Many years ago, Matthew used his one-good-idea-per-year quota and
applied some common sense to the problem. As many of you will know, C++
compilers are required to define the preprocessor symbol
__cplusplus when processing a C++ compilation unit; in
other words, when compiling a C++ source file. We can leverage this just
as readily as we can the presence of UNICODE, or
ACMELIB_MULTI_THREADING, or any other symbol, in order
to know when we're in C or in C++. Remember, in C we must accept the
status quo and merrily trample away.

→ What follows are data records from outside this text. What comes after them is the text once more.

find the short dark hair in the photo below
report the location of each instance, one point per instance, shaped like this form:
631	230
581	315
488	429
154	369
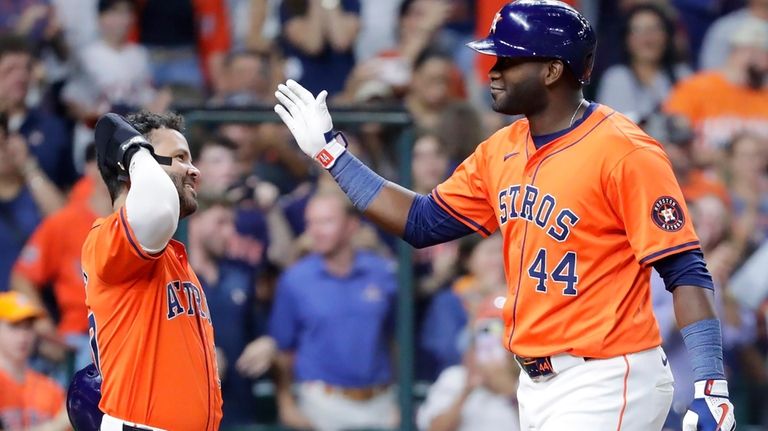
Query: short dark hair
12	44
144	122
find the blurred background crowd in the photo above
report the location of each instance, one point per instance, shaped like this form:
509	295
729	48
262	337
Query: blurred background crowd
303	292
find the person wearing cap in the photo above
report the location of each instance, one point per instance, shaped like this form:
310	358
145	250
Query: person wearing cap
715	46
733	99
28	400
479	394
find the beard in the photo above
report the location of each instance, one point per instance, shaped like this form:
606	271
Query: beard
187	198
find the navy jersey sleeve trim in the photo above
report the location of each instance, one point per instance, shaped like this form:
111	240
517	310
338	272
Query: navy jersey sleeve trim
684	269
666	251
457	215
429	224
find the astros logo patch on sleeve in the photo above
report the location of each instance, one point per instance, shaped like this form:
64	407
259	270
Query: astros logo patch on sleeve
667	214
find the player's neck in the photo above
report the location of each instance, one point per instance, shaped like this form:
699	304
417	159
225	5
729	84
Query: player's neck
120	200
557	116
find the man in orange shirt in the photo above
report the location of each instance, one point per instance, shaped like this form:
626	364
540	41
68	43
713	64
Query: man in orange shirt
28	400
587	204
721	104
149	322
52	255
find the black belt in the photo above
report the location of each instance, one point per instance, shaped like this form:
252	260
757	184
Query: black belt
538	368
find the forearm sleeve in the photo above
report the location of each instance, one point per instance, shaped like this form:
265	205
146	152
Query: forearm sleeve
152	204
429	224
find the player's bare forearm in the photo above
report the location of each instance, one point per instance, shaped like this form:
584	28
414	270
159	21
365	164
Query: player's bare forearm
692	304
390	208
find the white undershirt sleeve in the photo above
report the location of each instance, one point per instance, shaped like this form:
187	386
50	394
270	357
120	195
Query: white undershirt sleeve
152	204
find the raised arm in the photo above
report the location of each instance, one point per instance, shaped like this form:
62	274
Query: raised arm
416	218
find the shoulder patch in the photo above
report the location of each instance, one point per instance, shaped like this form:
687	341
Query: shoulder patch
667	214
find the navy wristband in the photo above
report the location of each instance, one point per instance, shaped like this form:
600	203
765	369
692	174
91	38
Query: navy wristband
705	347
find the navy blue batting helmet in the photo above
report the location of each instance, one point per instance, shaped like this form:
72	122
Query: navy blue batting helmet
83	399
542	29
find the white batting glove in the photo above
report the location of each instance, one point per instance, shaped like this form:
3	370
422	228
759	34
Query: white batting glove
309	121
710	410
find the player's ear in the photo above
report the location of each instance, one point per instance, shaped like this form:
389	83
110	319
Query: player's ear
554	69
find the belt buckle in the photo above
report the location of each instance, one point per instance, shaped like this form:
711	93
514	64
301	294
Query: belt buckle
538	369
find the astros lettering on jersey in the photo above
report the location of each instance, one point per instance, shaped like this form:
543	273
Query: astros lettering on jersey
149	323
581	225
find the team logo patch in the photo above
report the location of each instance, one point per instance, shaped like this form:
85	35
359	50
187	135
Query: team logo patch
668	214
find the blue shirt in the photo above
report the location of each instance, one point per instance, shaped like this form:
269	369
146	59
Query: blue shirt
50	142
340	328
236	322
18	219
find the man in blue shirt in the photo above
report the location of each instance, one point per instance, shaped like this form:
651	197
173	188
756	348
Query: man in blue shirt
332	320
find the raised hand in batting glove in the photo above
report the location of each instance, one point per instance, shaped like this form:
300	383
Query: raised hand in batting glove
309	121
117	141
710	410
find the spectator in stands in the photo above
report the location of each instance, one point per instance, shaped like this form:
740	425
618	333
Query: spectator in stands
45	135
248	79
230	289
318	38
650	67
263	151
52	257
675	134
716	47
748	182
189	54
26	196
479	394
28	400
333	323
724	102
113	74
433	266
261	229
481	276
434	85
255	24
387	74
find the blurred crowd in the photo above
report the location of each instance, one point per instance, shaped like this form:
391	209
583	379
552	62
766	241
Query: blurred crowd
302	291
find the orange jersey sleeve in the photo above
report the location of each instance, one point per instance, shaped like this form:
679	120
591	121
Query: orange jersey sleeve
120	256
465	194
654	213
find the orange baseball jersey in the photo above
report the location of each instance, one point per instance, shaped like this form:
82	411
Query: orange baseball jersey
52	255
35	400
719	109
151	331
582	218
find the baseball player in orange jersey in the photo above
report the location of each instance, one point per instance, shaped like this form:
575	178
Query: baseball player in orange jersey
151	332
587	204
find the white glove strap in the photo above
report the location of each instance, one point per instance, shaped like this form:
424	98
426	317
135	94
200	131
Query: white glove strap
717	388
330	152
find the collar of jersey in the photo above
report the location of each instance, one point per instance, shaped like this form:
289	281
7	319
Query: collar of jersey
592	117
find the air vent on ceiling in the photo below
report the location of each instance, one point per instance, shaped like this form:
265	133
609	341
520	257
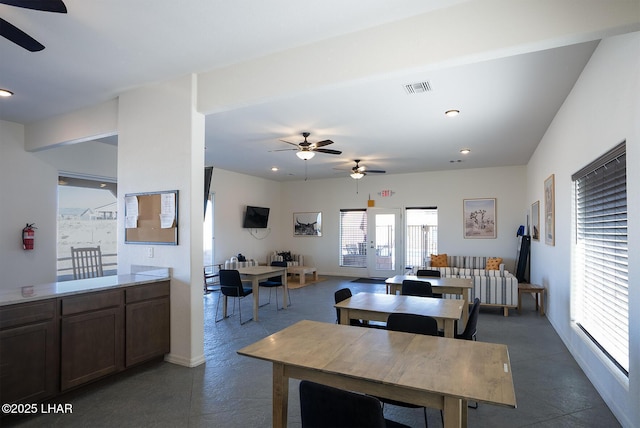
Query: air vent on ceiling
418	88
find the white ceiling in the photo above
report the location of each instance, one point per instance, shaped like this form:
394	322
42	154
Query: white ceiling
102	48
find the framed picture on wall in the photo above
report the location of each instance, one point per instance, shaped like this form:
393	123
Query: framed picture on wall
535	221
549	211
307	224
479	217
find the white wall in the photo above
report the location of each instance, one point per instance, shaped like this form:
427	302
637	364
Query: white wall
161	147
28	194
446	190
233	192
601	111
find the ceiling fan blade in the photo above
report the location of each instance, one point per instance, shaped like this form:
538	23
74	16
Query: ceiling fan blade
323	143
289	142
19	37
43	5
329	151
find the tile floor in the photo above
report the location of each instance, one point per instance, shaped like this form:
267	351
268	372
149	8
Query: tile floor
234	391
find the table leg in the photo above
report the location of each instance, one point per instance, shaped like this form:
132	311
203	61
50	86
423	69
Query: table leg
344	316
280	396
449	326
285	290
452	412
255	287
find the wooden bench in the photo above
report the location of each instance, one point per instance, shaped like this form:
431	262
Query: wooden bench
536	290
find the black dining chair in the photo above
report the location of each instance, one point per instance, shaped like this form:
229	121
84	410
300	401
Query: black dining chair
339	296
231	286
412	287
323	406
417	324
273	283
430	273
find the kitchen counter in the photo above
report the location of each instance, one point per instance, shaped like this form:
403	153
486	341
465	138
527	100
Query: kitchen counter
66	288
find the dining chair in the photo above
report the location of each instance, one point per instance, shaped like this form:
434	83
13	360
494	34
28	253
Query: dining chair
339	296
86	262
323	406
231	286
274	282
470	329
417	324
412	287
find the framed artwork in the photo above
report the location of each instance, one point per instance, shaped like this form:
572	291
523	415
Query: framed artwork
307	224
535	221
479	218
549	211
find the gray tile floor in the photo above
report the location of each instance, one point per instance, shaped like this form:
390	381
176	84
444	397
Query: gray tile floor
234	391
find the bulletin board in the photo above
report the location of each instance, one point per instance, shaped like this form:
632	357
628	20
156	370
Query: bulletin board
151	218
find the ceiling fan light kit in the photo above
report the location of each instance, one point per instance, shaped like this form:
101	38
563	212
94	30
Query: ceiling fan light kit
305	154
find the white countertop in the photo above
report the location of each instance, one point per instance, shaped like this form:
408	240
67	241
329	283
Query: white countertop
66	288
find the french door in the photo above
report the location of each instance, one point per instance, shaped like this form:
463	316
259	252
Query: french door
384	238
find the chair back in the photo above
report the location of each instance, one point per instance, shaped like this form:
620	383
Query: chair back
470	329
413	323
339	296
87	262
429	272
416	288
231	283
277	279
323	406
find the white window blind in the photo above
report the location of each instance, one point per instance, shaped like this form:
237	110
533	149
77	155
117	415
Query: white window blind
353	238
601	254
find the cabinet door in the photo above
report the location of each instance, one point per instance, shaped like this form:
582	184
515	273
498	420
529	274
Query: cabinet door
28	363
91	346
148	331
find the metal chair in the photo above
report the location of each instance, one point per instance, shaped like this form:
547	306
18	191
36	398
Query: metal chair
430	273
416	288
231	286
323	406
417	324
87	262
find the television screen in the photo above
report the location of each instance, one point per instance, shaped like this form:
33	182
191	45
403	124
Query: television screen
256	218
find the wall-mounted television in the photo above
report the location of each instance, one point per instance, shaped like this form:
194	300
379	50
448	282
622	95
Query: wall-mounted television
255	217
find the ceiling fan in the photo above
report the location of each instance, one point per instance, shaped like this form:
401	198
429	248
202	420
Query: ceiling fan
307	150
19	37
357	172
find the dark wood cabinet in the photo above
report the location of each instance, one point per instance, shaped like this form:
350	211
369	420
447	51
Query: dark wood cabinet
28	352
148	322
50	346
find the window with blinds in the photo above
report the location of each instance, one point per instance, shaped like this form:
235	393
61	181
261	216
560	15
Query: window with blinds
353	238
601	263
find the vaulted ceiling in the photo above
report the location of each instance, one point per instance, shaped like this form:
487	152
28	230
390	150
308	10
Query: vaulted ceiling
101	49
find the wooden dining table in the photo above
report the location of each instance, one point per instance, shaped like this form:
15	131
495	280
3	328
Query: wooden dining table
377	307
260	273
428	371
459	286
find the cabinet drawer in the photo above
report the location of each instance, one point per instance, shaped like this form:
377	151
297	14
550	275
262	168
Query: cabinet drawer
27	313
91	302
146	292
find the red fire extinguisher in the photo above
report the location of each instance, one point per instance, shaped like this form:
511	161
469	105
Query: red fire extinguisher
28	236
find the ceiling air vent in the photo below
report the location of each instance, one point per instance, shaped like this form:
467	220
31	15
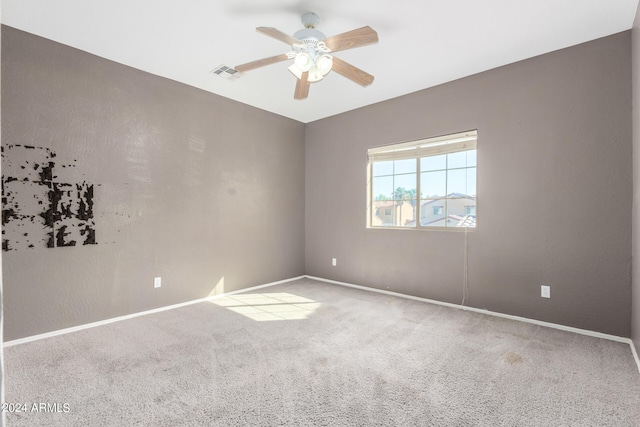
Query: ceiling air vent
226	72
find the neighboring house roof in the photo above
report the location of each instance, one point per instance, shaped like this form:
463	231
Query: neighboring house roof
462	221
465	221
450	196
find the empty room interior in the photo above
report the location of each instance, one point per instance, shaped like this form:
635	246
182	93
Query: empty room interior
320	213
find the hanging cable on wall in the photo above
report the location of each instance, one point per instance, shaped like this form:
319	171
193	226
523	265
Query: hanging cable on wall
465	280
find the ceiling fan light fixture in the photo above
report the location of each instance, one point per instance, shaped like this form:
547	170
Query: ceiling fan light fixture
293	68
324	64
303	61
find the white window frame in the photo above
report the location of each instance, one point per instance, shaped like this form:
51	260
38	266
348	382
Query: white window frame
446	144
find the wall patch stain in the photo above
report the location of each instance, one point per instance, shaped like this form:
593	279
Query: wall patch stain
59	214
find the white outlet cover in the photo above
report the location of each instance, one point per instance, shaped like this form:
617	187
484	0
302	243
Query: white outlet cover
545	291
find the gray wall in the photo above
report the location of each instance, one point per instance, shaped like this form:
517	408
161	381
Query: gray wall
554	190
203	191
635	58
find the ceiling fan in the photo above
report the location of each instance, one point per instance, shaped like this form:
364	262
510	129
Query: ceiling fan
311	54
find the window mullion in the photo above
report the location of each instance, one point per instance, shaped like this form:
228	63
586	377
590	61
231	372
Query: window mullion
418	197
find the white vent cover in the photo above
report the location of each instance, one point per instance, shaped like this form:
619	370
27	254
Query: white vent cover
226	72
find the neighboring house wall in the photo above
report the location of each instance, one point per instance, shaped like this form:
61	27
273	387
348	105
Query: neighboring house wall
554	157
433	212
391	212
173	181
635	310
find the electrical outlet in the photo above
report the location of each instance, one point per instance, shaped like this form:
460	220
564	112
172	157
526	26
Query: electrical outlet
545	291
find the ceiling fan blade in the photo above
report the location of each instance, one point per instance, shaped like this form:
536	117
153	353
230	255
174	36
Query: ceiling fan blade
355	38
261	63
352	73
302	87
278	35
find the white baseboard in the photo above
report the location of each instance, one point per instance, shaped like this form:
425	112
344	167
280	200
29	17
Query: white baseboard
492	313
335	282
141	313
635	354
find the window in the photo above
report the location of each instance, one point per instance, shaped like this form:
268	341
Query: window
423	184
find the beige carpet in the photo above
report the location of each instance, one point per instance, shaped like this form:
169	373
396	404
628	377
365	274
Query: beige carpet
307	353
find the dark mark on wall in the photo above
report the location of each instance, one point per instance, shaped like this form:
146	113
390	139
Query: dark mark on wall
68	207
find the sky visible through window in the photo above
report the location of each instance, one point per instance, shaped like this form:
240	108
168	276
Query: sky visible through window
440	176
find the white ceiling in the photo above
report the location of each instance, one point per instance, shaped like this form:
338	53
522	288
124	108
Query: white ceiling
423	43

However, in C++ we have a better
choice to macros, however unique we've attempted to make them: namespaces
and inline functions.
(Note: C99 defines the inline keyword for C code,
and other compilers have proprietary extensions to do the same thing, so
it's possible to take the C++ approach for C, as long as your compiler
supports it.)
Let's look at how this might work in practice, by rewriting our AcmeThreadingStuff.h header:
/* AcmeThreadingStuff.h */
ACMELIB_EXTERNC void TheFuncST(void); /* This does
single-threaded stuff */
#ifdef ACMELIB_MULTI_THREADING_SUPPORTED
ACMELIB_EXTERNC void TheFuncMT(void); /* This does
multi-threaded stuff */
#endif /* ACMELIB_MULTI_THREADING_SUPPORTED */
#ifdef __cplusplus
# ifdef ACMELIB_MULTI_THREADING
inline void TheFunc() { TheFuncMT(); }
# else /* ? ACMELIB_MULTI_THREADING */
inline void TheFunc() { TheFuncST(); }
# endif /* ACMELIB_MULTI_THREADING */
#else /* ? __cplusplus */
# ifdef ACMELIB_MULTI_THREADING
# define TheFunc TheFuncMT
# else /* ? ACMELIB_MULTI_THREADING */
# define TheFunc TheFuncST
# endif /* ACMELIB_MULTI_THREADING */
#endif /* __cplusplus */
Now, in C++ compilation, there is no TheFunc preprocessor
symbol definition, there is only the bona fide function
TheFunc(). This means that
TheFunc() no longer trespasses over
other namespaces. In our mixed — AcmeLib + BaRBSoft —
example, the symbol TheFunc from the
BarBSoft namespace is now thoroughly
unaffected by the definition of the AcmeLib version in
the global namespace.
Indeed, a future evolution of the BaRBSoft library might
result in a similarly conditionally defined nature to its
TheFunc, perhaps according to the
ambient character encoding, as follows:
namespace BaRBSoft
{
#ifdef BARBSOFT_UNICODE
typedef wchar_t char_type;
#else /* ? BARBSOFT_UNICODE */
typedef char char_type;
#endif /* BARBSOFT_UNICODE */
int TheFuncA(char const *regId, int *regIndex);
int TheFuncW(wchar_t const *regId, int *regIndex);
inline int TheFunc(char_type const *regId, int *regIndex)
{
#ifdef BARBSOFT_UNICODE
return TheFuncW(regId, regIndex);
#else /* ? BARBSOFT_UNICODE */
return TheFuncA(regId, regIndex);
#endif /* BARBSOFT_UNICODE */
}
} // namespace BaRBSoft
Because we've used inline functions, rather than macros,
the name mapping in the BaRBSoft namespace does not leak
out and pollute any other namespace, including the global
namespace within which ACMELIB's
TheFunc is defined. Now we can kiss
goodbye to compile errors, and missing symbols.